Publicado em: 18/06/2020 às 18:20 | Atualizado em: 18/06/2020 às 18:20

A última decisão do agora ex-ministro da Educação, Abraham Weintraub (foto), de revogar a portaria sobre a política de cotas para negros, indígenas e pessoas com deficiências, em cursos de pós-graduação, causou indignação e revolta nos especialistas da área educacional, no movimento indígena, negro e no Parlamento.

A Portaria Normativa do MEC nº 13/2016 foi instituída no governo de Dilma Roussef, quando Aloísio Mercadante era o ministro da Educação.

A decisão de Weintraub (Portaria 545/2020) foi publicada nesta quinta-feira, dia 18, no Diário Oficial da União, a última antes de ele anunciar, ao vivo, seu pedido de demissão ao presidente Jair Bolsonaro.

A reação ao fim da política de cotas na pós-graduação das universidades foi imediata.

Pelo menos, dois projetos de leis foram protocolados na Câmara e outro no Senado.

Na bancada do Amazonas, parlamentares também se manifestaram contrários à revogação da portaria assinada por Abraham Weintraub.

O deputado federal Sidney Leite (PSD-AM), classificou a decisão como retrocesso e lembrou que se não fosse a lei de cotas muitos jovens do interior do estado não teriam ingressado na Universidade Estadual do Amazonas (UEA).

“Essa política é acertada porque não podemos tratar os iguais da mesma forma que os desiguais. Não fazer essa diferenciação do ponto de vista econômico, entre aqueles que têm menos vantagens para buscar uma educação de qualidade, como os negros, índios e os mais pobres, faz-se um nivelamento por baixo e isso não é justo”, argumentou Sidney Leite.

O deputado José Ricardo (PT-AM) fez críticas contundentes a Abraham Weintraub. “Ele é racista, fascista, contra a educação, os índios, os negros. É tudo o que não presta e nunca deveria ter sido ministro da Educação. Já vai tarde”, declarou o petista.

 

Repúdio de índios e negros

Logo que saiu a portaria do MEC, a Federação das Organizações Indígenas do Rio Negro (Foirn) emitiu nota de repúdio contra a decisão.

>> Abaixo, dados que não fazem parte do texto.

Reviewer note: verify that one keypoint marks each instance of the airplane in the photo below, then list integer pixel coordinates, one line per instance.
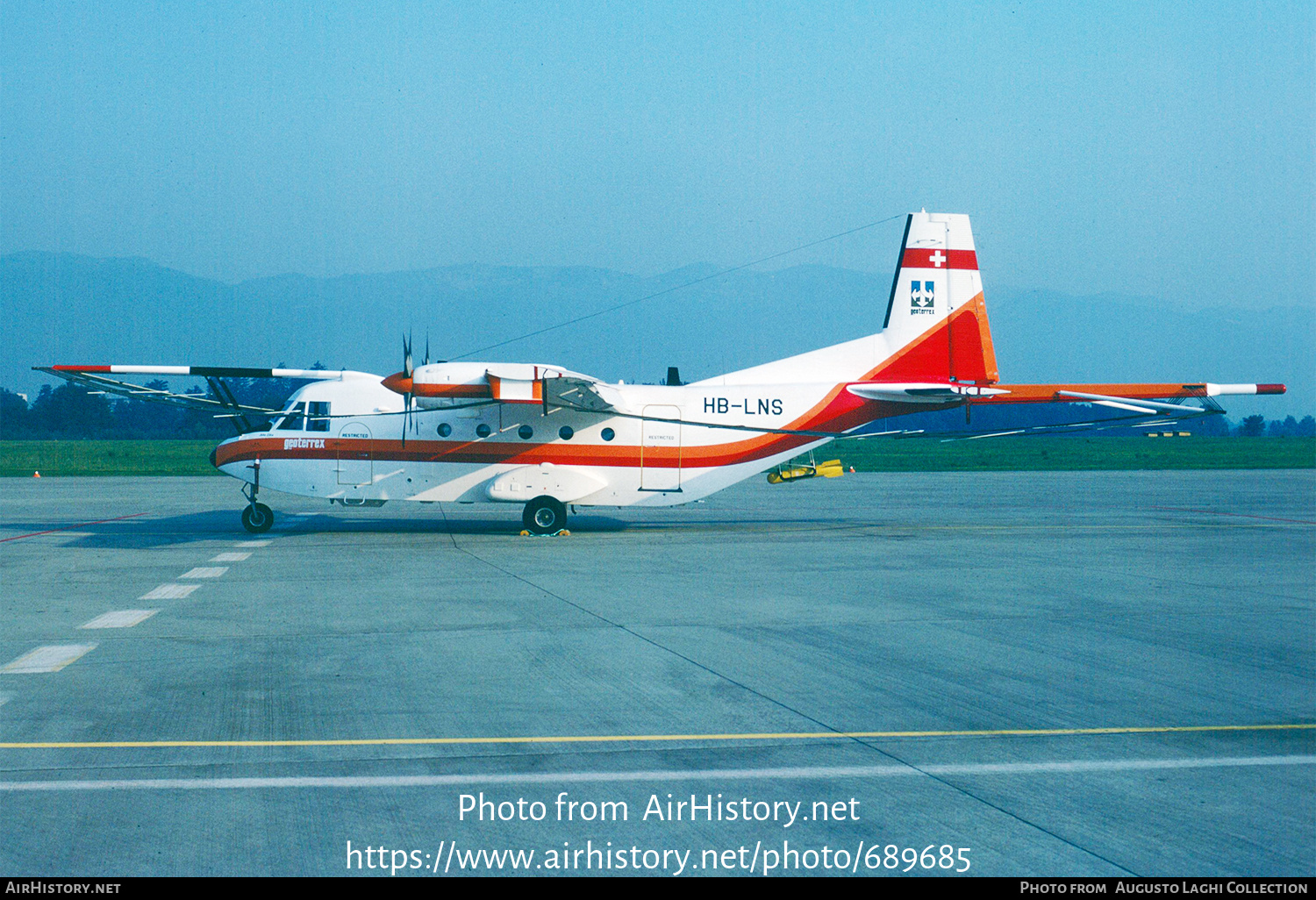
(547, 437)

“Nós, povos indígenas, fomos ofendidos de morte pelo ministro Weintraub que declarou recentemente que odeia a expressão povos indígenas. Com isso, o ex-ministro da Educação demonstrou a sua ignorância e racismo aos povos originários”, diz a nota da Foirn.

 

Comunidade Baniwa de Tucumã-Rupitã, às margens do rio Içana, Terra Indígena Alto Rio Negro, São Gabriel da Cachoeira (AM)
Foto: Beto Ricardo/ISA

 

A federação, que representa os 23 povos indígenas dos municípios de Barcelos, Santa Isabel do Rio Negro e São Gabriel da Cachoeira, no estado do Amazonas, diz que seguirá na luta por uma educação inclusiva, pluriétnica, intercultural e que valorize a diversidade sociocultural do Brasil.

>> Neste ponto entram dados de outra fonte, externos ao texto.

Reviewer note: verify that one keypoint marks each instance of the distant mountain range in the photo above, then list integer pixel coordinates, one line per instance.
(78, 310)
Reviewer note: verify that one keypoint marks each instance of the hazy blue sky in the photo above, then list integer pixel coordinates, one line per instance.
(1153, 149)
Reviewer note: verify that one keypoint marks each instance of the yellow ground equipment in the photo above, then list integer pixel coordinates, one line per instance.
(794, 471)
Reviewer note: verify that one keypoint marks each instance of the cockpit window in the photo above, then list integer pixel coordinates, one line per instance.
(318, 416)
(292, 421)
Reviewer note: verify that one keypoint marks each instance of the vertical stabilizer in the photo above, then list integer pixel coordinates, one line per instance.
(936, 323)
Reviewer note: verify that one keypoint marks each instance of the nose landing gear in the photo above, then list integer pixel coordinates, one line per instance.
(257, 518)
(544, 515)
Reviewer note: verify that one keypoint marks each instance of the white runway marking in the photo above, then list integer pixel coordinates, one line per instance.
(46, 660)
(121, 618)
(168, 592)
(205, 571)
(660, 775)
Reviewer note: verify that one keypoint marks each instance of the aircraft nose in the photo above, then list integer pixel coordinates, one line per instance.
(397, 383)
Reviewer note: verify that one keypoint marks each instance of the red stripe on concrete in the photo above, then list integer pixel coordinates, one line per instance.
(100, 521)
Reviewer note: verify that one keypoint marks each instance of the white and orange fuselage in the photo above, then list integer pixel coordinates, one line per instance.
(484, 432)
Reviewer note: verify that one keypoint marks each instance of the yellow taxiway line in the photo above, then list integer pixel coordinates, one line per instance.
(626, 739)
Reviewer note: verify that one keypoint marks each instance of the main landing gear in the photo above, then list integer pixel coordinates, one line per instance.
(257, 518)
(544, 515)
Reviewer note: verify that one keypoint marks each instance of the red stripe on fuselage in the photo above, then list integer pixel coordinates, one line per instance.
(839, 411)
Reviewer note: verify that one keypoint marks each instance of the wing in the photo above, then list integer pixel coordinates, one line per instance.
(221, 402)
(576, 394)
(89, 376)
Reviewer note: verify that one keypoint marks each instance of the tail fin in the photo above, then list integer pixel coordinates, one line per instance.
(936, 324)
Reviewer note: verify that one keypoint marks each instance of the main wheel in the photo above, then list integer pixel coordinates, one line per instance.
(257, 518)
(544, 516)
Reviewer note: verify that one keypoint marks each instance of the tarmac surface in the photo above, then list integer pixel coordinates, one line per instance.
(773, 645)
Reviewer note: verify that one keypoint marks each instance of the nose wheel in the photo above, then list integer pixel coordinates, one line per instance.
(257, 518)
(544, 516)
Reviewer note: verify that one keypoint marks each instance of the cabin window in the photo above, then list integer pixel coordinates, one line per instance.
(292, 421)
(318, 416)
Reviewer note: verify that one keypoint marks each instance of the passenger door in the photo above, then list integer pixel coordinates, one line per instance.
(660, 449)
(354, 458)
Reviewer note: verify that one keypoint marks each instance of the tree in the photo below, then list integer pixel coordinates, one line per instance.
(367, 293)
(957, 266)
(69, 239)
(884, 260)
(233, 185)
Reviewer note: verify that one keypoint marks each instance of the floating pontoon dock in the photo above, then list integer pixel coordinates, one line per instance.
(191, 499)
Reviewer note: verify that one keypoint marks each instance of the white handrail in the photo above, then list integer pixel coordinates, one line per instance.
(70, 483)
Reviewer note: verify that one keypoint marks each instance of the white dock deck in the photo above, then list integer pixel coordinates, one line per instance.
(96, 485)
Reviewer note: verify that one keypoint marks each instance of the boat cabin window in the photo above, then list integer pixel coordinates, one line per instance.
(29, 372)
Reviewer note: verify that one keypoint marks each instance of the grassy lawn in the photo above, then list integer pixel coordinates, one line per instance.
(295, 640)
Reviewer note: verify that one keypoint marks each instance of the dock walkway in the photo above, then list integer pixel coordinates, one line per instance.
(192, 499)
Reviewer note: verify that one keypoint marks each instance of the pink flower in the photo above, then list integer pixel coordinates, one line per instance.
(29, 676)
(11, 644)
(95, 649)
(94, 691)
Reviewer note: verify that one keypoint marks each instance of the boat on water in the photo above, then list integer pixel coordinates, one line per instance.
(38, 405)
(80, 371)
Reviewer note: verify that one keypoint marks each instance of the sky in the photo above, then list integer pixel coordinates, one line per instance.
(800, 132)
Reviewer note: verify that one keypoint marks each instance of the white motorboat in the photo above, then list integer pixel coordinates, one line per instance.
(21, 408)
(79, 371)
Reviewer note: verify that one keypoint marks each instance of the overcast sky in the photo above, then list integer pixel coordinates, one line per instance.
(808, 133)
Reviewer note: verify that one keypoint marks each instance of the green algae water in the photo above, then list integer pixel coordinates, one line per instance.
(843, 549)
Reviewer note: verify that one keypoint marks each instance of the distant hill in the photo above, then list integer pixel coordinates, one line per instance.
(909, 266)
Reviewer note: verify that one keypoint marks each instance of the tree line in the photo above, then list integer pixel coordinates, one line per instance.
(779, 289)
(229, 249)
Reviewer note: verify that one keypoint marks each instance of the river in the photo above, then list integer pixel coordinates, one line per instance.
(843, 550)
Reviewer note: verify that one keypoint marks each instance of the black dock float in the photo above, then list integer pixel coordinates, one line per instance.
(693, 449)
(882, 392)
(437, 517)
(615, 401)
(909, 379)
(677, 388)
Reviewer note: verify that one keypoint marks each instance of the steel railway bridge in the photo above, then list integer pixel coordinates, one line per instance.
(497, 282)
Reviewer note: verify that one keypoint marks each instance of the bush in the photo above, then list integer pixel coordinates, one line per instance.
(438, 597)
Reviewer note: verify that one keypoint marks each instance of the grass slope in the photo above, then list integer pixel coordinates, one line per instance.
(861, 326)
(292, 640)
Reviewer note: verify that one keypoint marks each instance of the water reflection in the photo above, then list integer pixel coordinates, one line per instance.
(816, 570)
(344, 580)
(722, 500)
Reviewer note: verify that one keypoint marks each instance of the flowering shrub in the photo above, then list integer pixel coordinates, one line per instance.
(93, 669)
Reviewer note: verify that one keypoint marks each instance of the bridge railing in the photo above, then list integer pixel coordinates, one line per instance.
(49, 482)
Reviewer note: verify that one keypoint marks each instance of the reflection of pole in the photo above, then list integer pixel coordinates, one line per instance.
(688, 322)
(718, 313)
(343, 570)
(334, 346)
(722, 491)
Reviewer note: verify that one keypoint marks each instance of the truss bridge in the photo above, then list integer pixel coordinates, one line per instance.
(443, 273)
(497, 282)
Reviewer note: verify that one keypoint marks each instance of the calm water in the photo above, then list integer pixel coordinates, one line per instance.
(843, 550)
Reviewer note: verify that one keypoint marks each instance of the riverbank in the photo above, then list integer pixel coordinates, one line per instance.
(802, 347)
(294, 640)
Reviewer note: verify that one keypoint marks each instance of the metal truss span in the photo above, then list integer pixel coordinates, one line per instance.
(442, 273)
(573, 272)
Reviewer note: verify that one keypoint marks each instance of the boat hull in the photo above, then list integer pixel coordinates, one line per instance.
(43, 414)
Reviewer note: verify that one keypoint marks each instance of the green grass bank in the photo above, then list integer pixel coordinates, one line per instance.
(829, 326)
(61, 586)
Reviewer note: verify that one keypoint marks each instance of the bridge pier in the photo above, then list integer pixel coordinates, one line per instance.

Para o Movimento Negro Unificado (MNU), a política de cotas é uma conquista histórica da luta dos movimentos de negros e indígenas. E que essa medida do ex-ministro Weintraub é mais um ataque do governo para destruir as universidades públicas.

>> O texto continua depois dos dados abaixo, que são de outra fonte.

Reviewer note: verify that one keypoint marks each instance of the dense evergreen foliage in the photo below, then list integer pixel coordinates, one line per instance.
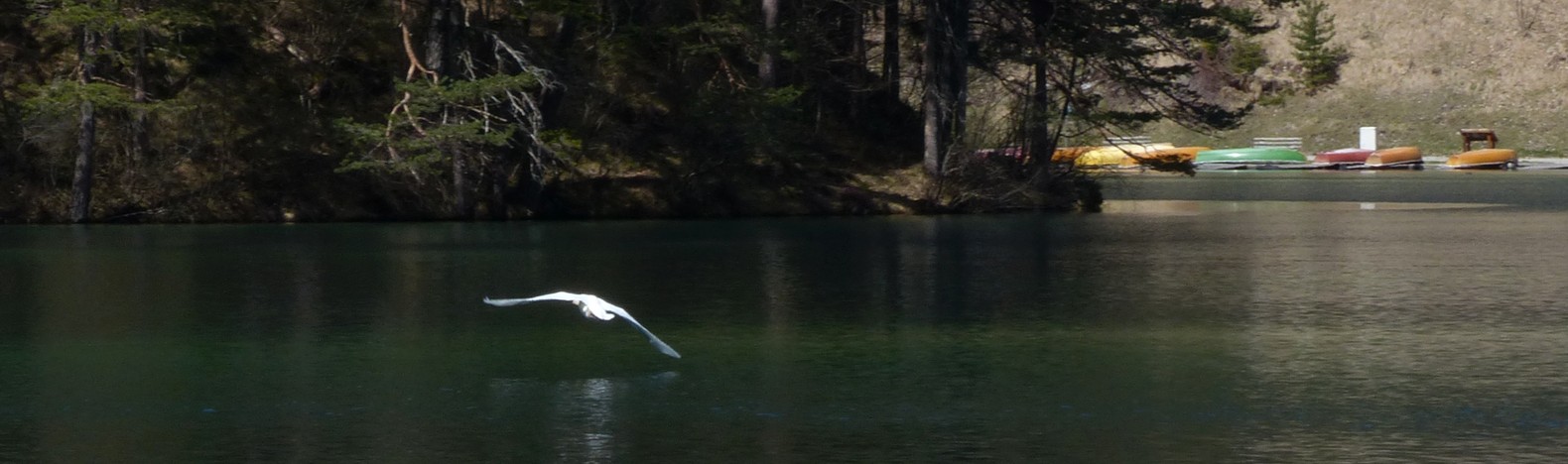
(196, 110)
(1311, 37)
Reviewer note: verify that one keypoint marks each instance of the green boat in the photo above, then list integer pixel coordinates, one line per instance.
(1250, 156)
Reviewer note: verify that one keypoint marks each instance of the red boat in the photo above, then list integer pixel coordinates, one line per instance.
(1343, 157)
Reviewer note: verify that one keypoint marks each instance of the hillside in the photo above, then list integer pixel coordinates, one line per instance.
(1419, 70)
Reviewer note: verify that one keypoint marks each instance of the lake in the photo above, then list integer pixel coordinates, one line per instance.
(1228, 317)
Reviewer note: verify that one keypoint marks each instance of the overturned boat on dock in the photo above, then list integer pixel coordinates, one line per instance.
(1394, 159)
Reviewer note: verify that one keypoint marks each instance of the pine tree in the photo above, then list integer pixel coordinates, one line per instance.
(1311, 37)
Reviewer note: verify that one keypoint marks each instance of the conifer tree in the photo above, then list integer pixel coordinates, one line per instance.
(1311, 37)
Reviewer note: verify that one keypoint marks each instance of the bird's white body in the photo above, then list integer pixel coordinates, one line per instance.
(591, 307)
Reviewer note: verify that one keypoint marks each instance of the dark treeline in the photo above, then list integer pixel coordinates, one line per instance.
(199, 110)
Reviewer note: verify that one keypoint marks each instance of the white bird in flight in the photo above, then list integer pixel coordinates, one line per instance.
(591, 307)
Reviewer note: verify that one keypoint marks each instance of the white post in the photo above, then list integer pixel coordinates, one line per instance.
(1368, 138)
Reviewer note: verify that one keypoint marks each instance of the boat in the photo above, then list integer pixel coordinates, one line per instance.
(1070, 154)
(1343, 157)
(1482, 159)
(1500, 159)
(1394, 159)
(1168, 156)
(1119, 156)
(1250, 156)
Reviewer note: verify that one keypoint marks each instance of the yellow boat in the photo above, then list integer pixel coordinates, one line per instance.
(1489, 157)
(1501, 159)
(1394, 157)
(1119, 156)
(1071, 154)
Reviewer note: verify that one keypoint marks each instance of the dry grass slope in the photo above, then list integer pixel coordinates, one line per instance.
(1419, 70)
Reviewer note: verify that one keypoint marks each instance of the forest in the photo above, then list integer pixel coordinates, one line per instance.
(380, 110)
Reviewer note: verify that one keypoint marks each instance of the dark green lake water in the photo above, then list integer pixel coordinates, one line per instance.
(1230, 317)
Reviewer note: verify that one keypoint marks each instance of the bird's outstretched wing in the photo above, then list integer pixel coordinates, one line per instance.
(632, 320)
(549, 296)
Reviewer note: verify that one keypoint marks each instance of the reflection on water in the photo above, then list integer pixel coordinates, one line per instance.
(1192, 321)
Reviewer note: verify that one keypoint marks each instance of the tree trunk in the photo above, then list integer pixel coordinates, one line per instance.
(767, 67)
(462, 202)
(81, 179)
(552, 97)
(856, 37)
(891, 46)
(946, 78)
(440, 58)
(138, 80)
(444, 22)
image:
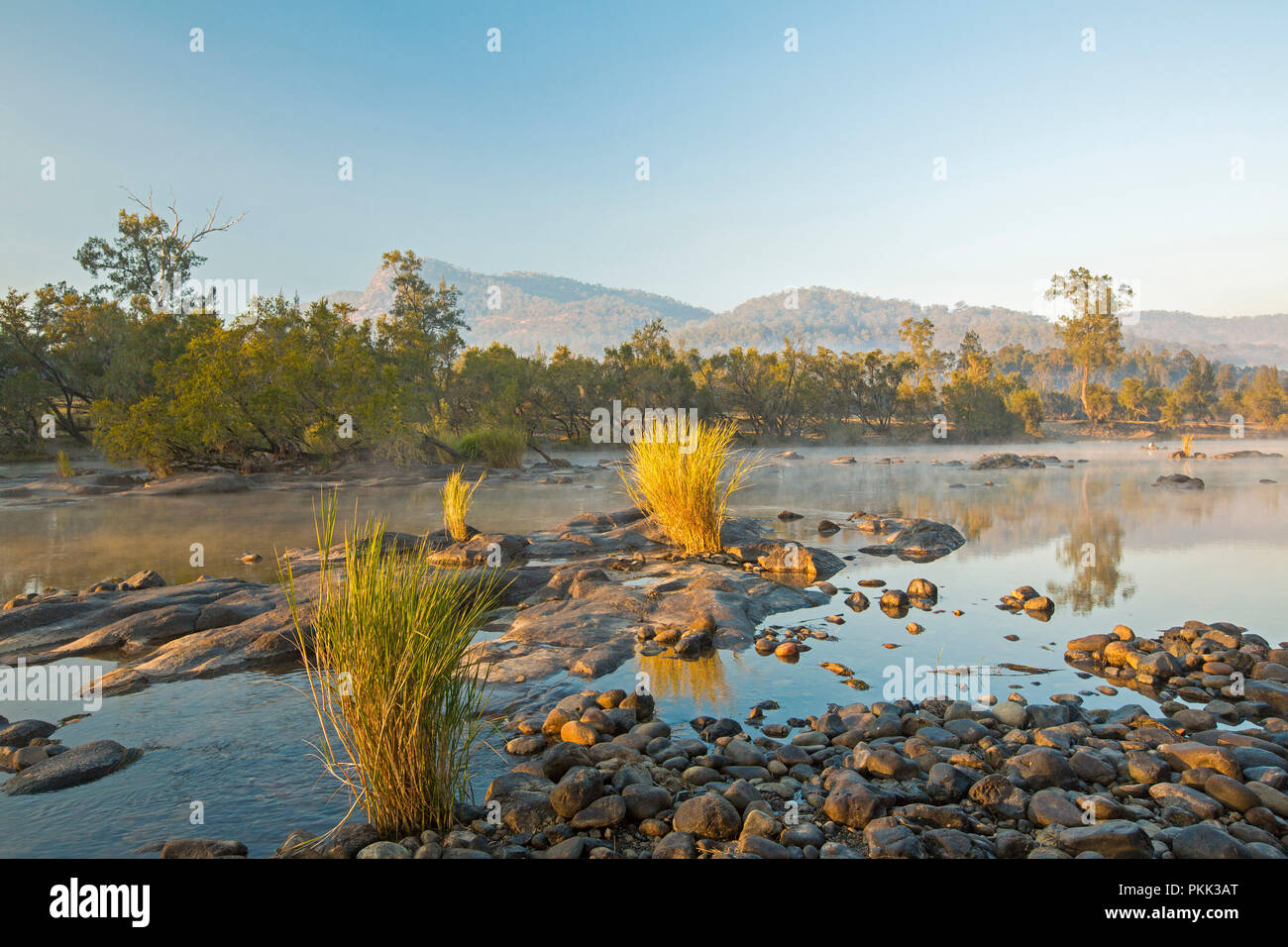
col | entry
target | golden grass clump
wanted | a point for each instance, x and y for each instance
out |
(674, 474)
(458, 496)
(395, 688)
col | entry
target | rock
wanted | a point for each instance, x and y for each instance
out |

“Negros e indígenas trazem novos saberes e pluralidade para as pesquisas que são produzidas no Brasil. As universidades precisam ser mais democráticas e representativas”, declarou a socióloga Najara Costa, autora do livro “Quem é Negra/o no Brasil?”.

 

Derrotas de Weintraub

Para presidente da Associação Nacional de Pós-Graduandos (ANPG), Flávia Calé, a revogação das políticas afirmativas acontece depois de algumas derrotas do ex-ministro Weintraub.

Ela cita como exemplos o adiamento do Enem e a anulação da medida provisória sobre as indicações indiretas para escolha de reitores das universidades públicas.

Calé considera que Weintraub também se aproveitou da fissura entre algumas universidades federais, que ainda têm resistência à política de cotas na pós-graduação, para publicar a portaria.

“Ele quis cair atirando, querendo criar um ambiente de caos político. Infelizmente, é nisso que o Ministério da Educação se transformou, em uma fábrica de crises”, afirmou a presidente da ANPG.